Originally posted on 2023-04-21
AI is everywhere and this time it is for real. Computer vision did take a massive jump a few years ago but in my mind it’s nothing like the leap we’ve just seen in large language models (LLMs). OpenAI’s ChatGPT with GPT-3.5 can do some programming tasks pretty well, and their ChatGPT with GPT-4 is even better. Literally every single day I use it it impresses me with something. This has been non-stop, everyday for at least two weeks now.
Unfortunately, running these models on your home computer isn’t really feasible. They require too much storage, too much RAM, and on top of that they’re not publicly available (despite the name OpenAI having the word “Open” in it…).
There are open source models that you can use but in my testing they don’t really compare. I still need to try a few more but there are a few very big problems with the current open-source LLM ecosystem.
Complexity
Good luck getting one of these things up and running. You’ll find lots of guides, lots of dead ends, and you will spend a LOT of time tweaking things. When you get tired of it you’ll realize you could just used ChatGPT to do whatever you wanted to do faster.
Performance
Even when you think you have something working you’ll have to wait a long time for it to run to find out if it’s worth it. A smaller model took about 88 seconds on my M1 Mac to respond to the prompt “Make a todo list”. And the response was gibberish.

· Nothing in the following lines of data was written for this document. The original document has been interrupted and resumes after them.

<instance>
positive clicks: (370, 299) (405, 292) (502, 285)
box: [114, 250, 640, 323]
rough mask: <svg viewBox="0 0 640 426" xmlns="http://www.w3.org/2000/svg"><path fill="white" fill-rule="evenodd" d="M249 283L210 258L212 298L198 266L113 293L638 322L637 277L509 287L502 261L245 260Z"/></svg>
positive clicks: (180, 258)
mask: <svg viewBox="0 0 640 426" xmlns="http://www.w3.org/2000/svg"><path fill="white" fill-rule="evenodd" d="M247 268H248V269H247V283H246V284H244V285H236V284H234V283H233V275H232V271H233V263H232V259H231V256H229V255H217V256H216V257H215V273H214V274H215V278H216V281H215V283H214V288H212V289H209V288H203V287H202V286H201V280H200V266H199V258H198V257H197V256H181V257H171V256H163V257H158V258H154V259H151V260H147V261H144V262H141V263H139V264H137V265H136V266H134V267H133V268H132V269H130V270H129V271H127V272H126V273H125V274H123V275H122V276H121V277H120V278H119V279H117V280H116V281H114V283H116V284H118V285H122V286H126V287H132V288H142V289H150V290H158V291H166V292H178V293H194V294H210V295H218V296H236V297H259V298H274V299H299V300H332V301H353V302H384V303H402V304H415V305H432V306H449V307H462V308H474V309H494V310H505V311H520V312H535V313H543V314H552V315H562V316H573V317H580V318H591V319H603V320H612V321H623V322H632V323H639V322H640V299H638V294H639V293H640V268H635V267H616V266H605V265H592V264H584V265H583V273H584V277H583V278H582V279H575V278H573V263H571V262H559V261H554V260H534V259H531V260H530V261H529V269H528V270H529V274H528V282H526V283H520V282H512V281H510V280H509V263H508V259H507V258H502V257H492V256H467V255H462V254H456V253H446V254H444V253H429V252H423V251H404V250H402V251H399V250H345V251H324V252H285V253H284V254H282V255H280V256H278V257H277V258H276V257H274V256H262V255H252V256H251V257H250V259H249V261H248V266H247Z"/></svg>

The larger model I tried took 50 minutes (not a typo, 3000 seconds) to respond to the same prompt. That response looked more like English but was still completely incoherent and unusable.
Um, benchmarks?
Yes, you’ve finally gotten to my point here. I propose a new benchmark called AIQ that will give people an idea of how useful a particular configuration will be when they’re working with AI systems. I say “AI systems” instead of LLMs because who knows if the next big leap will be another LLM or not.
Let’s start with LLMs though. The easiest values to pick out to do a comparison between models are the number of parameters and the precision.
Let’s now create a hypothetical benchmark. Assume the model is called “SPeCTRE” which stands for “Semantic Parsing, Contextualization, and Text Reasoning Engine”. It has 56 billion parameters that are 32-bit floating point precision. The specific task will be the TODOLISTv1 task. This is the first version of the model. We would name this benchmark AIQ-TODOLISTv1-LLM-SPeCTREv1-56B-32bFP.
This would refer to a specific model running on bare metal. If the model is running inside of a container we would add the suffix -CONTAINER.
What values would we expect to get out of this? This is where it gets fun. The obvious ones we can pull from langchain are:
- Load time - time
- Sample time - time per run
- Prompt evaluation time - time per token
- Evaluation time - time per run
- Total time - time
But I’m more interested in putting the model through an actual time limited IQ test. Obviously people would eventually game the system by training their models on the IQ test, and obviously the IQ test at some point will hit its limit, but let’s forget about that for now since we can adjust for that later. It would be really interesting to see what IQ a faster computer has than a slower computer. We’d name these similarly but instead of TODOLISTv1 we’d have AIQv1 or something and we could expand the names if we want to use
So the report might look like this:
System type: M1 Mac Mini
Benchmark: AIQ-TODOLISTv1-LLM-SPeCTREv1-56B-32bFP
Load time: 12418.97 ms
Sample time: 0.97 ms per run
Evaluation time: 10614.80 ms per run
Prompt evaluation time: 1932.82 ms per token
Total time: 3115398.08 ms
AIQ results
AIQ-AIQv1-LLM-SPeCTREv1-56B-32bFP: 11 Since I never really got the model to do anything exciting I think an IQ of 11 might be a little generous but I had to put something.
Some day I hope I can buy a computer and sort them by IQ.